Le projet « Vers des communautés de karité résilientes au climat au Togo et au Burkina Faso », financé par le Fonds pour les changements climatiques en Afrique (ACCF) de la Banque africaine de développement avec 996 700 dollars et un cofinancement de 360 000 dollars de partenaires privés, vise à renforcer la résilience climatique de 7 500 productrices et de leurs communautés, soit environ 30 000 personnes.
Il soutient l'augmentation des revenus issus du karité et du miel, tout en promouvant une gestion communautaire durable des parcs à karité. Ses principales activités portent sur la formation en gestion coopérative et entrepreneuriale, l'appui en équipements, l'apiculture, la plantation et régénération naturelle des arbres, la construction d'entrepôts et l'élaboration de règlements locaux.
Au-delà du karité...
Au Togo, la récolte du karité s'étend de juin à octobre. En dehors de cette période, Rosine et ses consoeurs peinaient souvent à trouver des sources de revenus. Pour y remédier, le projet a introduit des formations en apiculture et a fourni du matériel moderne afin d'aider les coopératives à diversifier leurs activités.
Aujourd'hui, Rosine et ses consoeurs de la coopérative contribuent davantage aux dépenses de leur foyer grâce à leurs revenus accrus.
Concernant l'impact du projet, Rita Effah, coordinatrice de l'ACCF, a rappelé :
Nous savons qu'en général, lorsqu'une femme génère même un revenu modeste, il est utilisé pour soutenir sa famille.

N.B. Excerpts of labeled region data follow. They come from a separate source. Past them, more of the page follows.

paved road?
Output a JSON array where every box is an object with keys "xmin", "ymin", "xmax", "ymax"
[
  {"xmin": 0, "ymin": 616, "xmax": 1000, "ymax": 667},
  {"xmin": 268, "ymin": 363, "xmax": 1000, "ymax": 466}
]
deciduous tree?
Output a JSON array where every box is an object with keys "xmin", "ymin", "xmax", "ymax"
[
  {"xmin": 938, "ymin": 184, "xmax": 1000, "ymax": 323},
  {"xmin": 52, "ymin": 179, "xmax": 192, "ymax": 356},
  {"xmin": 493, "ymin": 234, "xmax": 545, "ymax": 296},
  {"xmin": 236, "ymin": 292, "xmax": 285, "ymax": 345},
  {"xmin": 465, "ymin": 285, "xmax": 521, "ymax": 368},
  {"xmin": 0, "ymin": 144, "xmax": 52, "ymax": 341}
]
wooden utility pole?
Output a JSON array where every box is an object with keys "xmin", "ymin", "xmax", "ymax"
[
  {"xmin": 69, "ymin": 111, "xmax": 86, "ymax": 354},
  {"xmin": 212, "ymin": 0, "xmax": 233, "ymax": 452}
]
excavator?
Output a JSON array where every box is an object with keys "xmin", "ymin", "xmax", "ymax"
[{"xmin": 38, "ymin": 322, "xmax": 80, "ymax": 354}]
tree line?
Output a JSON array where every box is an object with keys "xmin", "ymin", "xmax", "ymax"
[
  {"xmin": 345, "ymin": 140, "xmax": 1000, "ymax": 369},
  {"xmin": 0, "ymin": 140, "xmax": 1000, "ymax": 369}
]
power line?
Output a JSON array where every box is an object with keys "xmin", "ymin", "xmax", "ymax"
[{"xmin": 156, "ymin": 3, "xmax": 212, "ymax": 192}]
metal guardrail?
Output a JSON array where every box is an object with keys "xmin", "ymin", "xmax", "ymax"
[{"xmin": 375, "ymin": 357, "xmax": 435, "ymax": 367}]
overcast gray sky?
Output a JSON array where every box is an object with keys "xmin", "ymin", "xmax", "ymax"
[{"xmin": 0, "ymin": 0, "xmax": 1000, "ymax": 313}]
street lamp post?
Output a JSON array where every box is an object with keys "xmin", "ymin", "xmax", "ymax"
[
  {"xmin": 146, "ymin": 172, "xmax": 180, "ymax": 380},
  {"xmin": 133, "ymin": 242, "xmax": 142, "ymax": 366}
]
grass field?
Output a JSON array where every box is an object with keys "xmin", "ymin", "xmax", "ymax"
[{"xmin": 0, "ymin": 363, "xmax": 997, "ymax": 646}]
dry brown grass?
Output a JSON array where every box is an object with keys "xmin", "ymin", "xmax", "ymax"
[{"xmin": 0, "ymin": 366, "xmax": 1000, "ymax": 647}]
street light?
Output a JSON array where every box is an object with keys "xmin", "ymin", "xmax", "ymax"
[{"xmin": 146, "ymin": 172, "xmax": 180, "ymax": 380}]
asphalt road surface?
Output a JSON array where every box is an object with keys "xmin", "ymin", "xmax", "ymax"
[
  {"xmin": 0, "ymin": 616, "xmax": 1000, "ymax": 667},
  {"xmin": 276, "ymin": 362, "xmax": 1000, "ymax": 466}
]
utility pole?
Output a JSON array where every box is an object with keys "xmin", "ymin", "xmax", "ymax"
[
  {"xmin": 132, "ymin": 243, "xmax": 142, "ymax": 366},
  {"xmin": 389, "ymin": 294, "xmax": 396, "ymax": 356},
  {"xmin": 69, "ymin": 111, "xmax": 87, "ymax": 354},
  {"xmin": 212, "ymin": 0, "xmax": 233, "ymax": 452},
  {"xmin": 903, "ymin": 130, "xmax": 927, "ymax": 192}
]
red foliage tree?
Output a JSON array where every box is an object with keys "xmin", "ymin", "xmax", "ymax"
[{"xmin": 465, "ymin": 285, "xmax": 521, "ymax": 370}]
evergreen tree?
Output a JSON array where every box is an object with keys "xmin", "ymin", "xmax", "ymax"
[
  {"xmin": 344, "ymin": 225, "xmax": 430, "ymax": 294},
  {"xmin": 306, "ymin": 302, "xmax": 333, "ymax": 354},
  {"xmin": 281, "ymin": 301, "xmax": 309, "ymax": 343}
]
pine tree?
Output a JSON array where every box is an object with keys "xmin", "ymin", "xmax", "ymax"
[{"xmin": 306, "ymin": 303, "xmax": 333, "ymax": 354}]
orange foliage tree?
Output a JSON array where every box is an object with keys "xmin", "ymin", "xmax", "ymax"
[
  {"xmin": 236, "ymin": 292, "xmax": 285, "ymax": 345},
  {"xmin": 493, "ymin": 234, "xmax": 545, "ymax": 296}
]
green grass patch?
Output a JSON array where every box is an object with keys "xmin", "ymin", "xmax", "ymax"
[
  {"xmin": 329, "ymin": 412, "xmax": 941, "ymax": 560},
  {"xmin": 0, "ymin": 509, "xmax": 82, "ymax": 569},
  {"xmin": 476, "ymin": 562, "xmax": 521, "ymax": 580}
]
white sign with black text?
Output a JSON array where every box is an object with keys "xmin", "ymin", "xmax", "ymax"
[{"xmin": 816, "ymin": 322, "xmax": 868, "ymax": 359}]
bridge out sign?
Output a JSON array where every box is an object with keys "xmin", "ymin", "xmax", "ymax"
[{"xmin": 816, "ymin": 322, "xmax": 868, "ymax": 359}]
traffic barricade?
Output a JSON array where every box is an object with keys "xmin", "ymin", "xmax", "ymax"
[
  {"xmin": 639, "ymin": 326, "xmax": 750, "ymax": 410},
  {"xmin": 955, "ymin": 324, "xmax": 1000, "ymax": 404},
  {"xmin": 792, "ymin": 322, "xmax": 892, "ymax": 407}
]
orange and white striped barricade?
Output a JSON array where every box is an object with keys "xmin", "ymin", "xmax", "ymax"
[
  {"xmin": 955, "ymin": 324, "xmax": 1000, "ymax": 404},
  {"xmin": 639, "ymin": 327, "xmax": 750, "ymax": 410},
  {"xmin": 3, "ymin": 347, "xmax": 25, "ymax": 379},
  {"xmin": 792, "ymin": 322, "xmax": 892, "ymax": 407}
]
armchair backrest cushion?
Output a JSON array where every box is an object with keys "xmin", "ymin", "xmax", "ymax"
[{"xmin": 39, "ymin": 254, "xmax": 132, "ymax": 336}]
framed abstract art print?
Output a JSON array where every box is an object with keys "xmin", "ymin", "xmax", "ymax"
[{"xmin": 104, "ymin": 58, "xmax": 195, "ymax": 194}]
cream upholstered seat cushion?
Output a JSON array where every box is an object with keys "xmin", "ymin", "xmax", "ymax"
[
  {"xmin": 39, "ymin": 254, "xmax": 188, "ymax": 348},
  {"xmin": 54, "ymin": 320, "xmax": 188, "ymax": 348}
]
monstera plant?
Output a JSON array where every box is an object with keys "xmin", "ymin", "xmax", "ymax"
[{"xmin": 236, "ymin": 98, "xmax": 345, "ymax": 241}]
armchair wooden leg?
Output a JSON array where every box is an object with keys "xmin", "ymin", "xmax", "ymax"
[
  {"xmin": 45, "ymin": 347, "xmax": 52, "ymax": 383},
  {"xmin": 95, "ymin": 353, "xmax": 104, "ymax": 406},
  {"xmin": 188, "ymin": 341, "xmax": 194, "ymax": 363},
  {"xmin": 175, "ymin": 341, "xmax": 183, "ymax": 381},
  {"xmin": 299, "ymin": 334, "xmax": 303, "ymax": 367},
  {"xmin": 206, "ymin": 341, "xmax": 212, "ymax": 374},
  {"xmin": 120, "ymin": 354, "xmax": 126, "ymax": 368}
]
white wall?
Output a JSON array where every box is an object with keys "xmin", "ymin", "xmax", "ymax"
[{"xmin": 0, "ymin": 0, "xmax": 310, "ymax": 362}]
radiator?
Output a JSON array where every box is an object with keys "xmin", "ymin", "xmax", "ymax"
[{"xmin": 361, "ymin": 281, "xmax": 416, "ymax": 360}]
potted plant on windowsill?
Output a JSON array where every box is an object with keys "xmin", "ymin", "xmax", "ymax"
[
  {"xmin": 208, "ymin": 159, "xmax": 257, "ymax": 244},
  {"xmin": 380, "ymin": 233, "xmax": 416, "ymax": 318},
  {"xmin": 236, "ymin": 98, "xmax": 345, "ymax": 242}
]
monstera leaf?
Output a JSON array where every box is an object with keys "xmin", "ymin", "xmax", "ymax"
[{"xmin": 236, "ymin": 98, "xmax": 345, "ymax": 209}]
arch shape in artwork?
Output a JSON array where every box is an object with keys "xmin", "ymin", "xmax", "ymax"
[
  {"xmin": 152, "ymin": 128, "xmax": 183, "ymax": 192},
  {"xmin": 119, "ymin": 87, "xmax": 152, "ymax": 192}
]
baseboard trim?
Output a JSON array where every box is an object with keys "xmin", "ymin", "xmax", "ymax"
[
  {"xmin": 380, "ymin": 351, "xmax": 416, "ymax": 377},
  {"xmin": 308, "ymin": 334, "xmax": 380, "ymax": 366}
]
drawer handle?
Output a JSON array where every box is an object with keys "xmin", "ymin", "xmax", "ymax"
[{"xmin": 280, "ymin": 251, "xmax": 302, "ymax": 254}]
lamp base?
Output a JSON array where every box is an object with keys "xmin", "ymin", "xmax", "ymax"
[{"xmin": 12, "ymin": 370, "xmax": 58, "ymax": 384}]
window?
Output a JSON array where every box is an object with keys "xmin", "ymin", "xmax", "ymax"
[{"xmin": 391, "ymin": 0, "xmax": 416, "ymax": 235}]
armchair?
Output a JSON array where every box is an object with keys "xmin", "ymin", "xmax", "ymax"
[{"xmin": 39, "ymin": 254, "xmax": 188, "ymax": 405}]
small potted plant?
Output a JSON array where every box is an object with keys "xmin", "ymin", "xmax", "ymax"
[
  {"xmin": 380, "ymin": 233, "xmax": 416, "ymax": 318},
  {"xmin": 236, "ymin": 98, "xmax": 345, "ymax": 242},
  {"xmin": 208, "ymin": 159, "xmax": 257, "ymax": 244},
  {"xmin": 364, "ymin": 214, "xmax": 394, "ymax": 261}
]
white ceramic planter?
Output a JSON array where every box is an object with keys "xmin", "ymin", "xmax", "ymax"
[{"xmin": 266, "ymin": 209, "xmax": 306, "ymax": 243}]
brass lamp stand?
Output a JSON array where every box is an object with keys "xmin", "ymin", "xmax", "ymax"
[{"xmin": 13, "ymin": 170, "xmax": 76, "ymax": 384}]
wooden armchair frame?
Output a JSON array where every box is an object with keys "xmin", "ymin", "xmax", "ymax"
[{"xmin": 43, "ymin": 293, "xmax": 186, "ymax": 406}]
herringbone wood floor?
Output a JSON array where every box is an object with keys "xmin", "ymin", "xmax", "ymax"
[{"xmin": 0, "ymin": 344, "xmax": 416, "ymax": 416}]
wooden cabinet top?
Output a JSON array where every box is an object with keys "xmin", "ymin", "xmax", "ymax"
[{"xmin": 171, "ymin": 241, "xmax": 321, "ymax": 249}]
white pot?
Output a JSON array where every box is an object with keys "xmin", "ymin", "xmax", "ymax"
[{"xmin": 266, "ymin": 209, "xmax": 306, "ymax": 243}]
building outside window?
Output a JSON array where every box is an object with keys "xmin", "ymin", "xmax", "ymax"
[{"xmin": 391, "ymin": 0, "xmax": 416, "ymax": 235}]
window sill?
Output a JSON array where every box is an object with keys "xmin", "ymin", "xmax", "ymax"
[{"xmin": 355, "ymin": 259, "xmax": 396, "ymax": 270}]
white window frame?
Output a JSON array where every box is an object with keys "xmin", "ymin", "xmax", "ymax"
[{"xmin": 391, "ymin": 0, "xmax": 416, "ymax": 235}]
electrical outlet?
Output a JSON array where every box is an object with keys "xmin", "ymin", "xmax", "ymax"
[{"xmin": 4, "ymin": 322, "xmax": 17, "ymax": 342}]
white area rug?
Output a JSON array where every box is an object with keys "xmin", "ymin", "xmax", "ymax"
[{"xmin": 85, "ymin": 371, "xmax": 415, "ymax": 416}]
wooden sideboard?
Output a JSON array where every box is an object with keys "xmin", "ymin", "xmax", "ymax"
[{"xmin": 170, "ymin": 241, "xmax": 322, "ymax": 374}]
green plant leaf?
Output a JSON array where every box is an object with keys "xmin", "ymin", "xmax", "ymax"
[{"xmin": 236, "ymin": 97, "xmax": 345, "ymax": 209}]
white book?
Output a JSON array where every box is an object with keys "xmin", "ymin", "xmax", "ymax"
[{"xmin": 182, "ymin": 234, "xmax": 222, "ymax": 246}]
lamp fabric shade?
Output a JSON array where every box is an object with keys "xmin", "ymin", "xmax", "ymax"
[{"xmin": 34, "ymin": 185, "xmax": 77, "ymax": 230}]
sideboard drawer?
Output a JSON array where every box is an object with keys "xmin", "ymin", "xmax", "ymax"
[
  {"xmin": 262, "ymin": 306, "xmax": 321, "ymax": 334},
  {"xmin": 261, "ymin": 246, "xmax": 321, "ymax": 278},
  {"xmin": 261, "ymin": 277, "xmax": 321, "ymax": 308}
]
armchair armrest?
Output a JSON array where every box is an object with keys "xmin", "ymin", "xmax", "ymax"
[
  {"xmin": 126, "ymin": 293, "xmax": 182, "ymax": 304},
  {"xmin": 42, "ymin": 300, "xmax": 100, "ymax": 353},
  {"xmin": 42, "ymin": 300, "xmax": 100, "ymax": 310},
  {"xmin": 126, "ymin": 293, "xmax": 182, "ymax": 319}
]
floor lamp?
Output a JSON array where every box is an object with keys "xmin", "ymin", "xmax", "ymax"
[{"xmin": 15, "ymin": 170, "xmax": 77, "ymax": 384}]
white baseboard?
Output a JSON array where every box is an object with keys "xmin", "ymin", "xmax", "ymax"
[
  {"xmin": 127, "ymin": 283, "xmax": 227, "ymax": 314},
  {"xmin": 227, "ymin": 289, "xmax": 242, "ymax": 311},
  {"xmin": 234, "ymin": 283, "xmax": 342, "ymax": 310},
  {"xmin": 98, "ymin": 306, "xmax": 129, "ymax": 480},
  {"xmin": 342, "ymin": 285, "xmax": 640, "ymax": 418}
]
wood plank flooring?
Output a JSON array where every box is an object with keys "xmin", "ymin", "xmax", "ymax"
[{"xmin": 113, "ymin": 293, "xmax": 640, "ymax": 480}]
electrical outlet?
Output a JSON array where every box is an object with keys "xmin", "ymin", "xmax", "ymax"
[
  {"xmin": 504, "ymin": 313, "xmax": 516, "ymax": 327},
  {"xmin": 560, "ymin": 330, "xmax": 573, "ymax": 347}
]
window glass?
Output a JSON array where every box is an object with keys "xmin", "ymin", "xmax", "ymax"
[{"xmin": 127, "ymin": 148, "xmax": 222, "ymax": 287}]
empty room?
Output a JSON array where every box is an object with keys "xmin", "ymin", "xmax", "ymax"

À travers ce projet, la résilience économique et climatique des femmes est renforcée, leur permettant de contribuer de manière significative à leur foyer et à leur communauté.
Du côté des bailleurs, Daphné Levasseur, première secrétaire et Agente principale de l'aide internationale du gouvernement du Canada pour le Programme de développement panafricain et régional, en visite dans le nord du Togo en juin 2025, a été impressionnée par les résultats :
« J'ai été très impressionnée non seulement par les interventions réalisées au sein de la communauté, mais aussi par les impacts visibles sur les coopératives et sur les familles », a-t-elle déclaré.
Au-delà des bénéfices économiques, les femmes sont désormais plus conscientes du rôle vital que jouent les arbres de karité dans leur écosystème et de leur responsabilité en tant que gardiennes de l'environnement.